Lawmakers Look At Bias Against The Unemployed
March 2, 2011 by Bob Hill
A highly discouraging trend reveals a lot of employers have little or no interest on easing the burden for unemployed workers. And some legislators aren’t happy about it.
While there are no specific statistics or studies that have tracked the percentage of current employers who refuse to hire unemployed applicants, recent articles by The Huffington Post, as well as several other local and national papers, explore this dynamic.
In some cases, employers are afraid to hire someone for a high-level position whose skills may have grown dull or rusty over the past few years – years during which the marketplace has changed dramatically, as have the way customers do business and the modes companies use to communicate, manufacture and produce.
According to the Dept. of Labor, there are 5.5 unemployed workers available for every available job (on average). In that type of job market, employers are going out of their way to disqualify candidates they no have very little chance of getting hired.
Rather than have their recruiting people get inundated with hundreds of applications, or waste time interviewing candidates who should’ve never gotten through the door, HR execs have become much more proactive.
One recent article cites an employer in Buckhead, GA, whose job posting bluntly reads: “NO UNEMPLOYED CANDIDATES WILL BE CONSIDERED AT ALL.”

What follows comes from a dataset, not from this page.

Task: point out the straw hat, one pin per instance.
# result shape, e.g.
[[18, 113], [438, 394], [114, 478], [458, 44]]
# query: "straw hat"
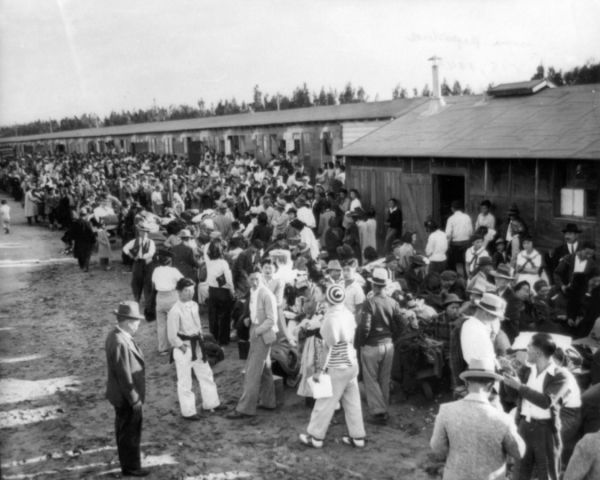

Another employer in Georgia posted an ad for a hands-on, manual labor position that read: “If you have not worked since 2009, do not apply!”
Restaurants, accounting firms, and financial service firms are all posting the same type of ads.
Apparently, “Unemployed” is the new “Prior Experience required.”
While there’s currently no law on the books that forbids companies from disqualifying applicants based on employment status, the current job market is forcing legislators to review labor laws and consider whether tighter regs might be necessary.
Employers, on the other hand, claim they’re just doing their best not to waste their time or the applicants’. Certain positions require top-of-the-line applicants who are on top of their game, according to their argument. If a company knows what it’s looking for, why should it waste valuable time and resources looking elsewhere?